Top critic of Philippine leader arrested on drug charges

A Philippine senator and leading critic of President Rodrigo Duterte's deadly crackdown on illegal drugs mentioned she won't be intimidated by a leader she known as a "serial killer" after police arrested her on drug charges. Leila de Lima said the accusations...

Top critic of Philippine leader arrested on drug charges

A Philippine senator and leading critic of President Rodrigo Duterte's deadly crackdown on illegal drugs mentioned she won't be intimidated by a leader she known as a "serial killer" after police arrested her on drug charges.

Leila de Lima said the accusations against her were part of an attempt by Duterte to muzzle critics of the clampdown that has left much more than 7,000 suspected dealers and compact-time customers dead.
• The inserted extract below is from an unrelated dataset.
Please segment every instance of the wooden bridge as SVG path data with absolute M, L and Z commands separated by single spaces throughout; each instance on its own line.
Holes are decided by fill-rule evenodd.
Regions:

She questioned why the court abruptly issued the arrest order when it was scheduled Friday to hear her petition to throw out the charges of getting bribes from detained drug lords.

"If they think they can silence me, if they assume I will no longer fight for my advocacies, specially on the truth on the every day killings and other intimidations of this Duterte regime. It's my honor to be jailed for what I've been fighting for," she mentioned prior to police took her into custody at the Senate.

A police convoy, trailed by media vans, took de Lima to the major police camp, where officers took her mugshot and fingerprints before they locked her up in a detention center. Two former senators she helped prosecute for plunder when she was the justice secretary have been detained in the same center for three years.

Vice President Leni Robredo and other political allies expressed support to de Lima, saying she was being persecuted for criticizing the president. Archbishop Socrates Villegas, the head of bishops in the predominantly Roman Catholic country, stated the senators and other folks charged really should be accorded "their fair day in the court of laws."

Presidential spokesman Ernesto Abella said de Lima will be treated pretty and must not fear for her security exactly where she was detained.

When de Lima headed the government's Commission on Human Rights, she tried unsuccessfully to have Duterte prosecuted when he was mayor of Davao city for unlawful deaths in a crackdown against illegal drugs he had launched there. No witnesses came forward to testify against him.

Duterte expanded the crackdown nationwide following becoming president in June and de Lima continued to criticize him soon after winning a Senate seat final year.

In 1 of her strongest statements against the president this week, de Lima referred to as Duterte a "sociopathic serial killer" who has not been produced to answer for extra than 1,000 deaths even though he was Davao mayor and even much more as president.

She urged Duterte's Cabinet members to declare him unfit.

Justice Secretary Vitaliano Aguirre II warned that such remarks were seditious, but de Lima replied that Aguirre and Duterte are "the rebels and inciters against a constitutional order that values life and due process above everything else."

Prosecutors allege that de Lima, while she was justice secretary received bribes from detained drug lords to finance her senatorial campaign, adding some of them would testify against her. The bribes have been allegedly solicited by her former driver and lover, who was also charged and arrested Thursday.

Duterte has lashed out at de Lima with foul language, calling her a sex-crazed immoral lady whose election opened "the portals of the national government ... to narco-politics."

De Lima has stated the case against her may possibly be the "wakeup call" the country requirements, referring to the absence of a public outcry more than the drug killings.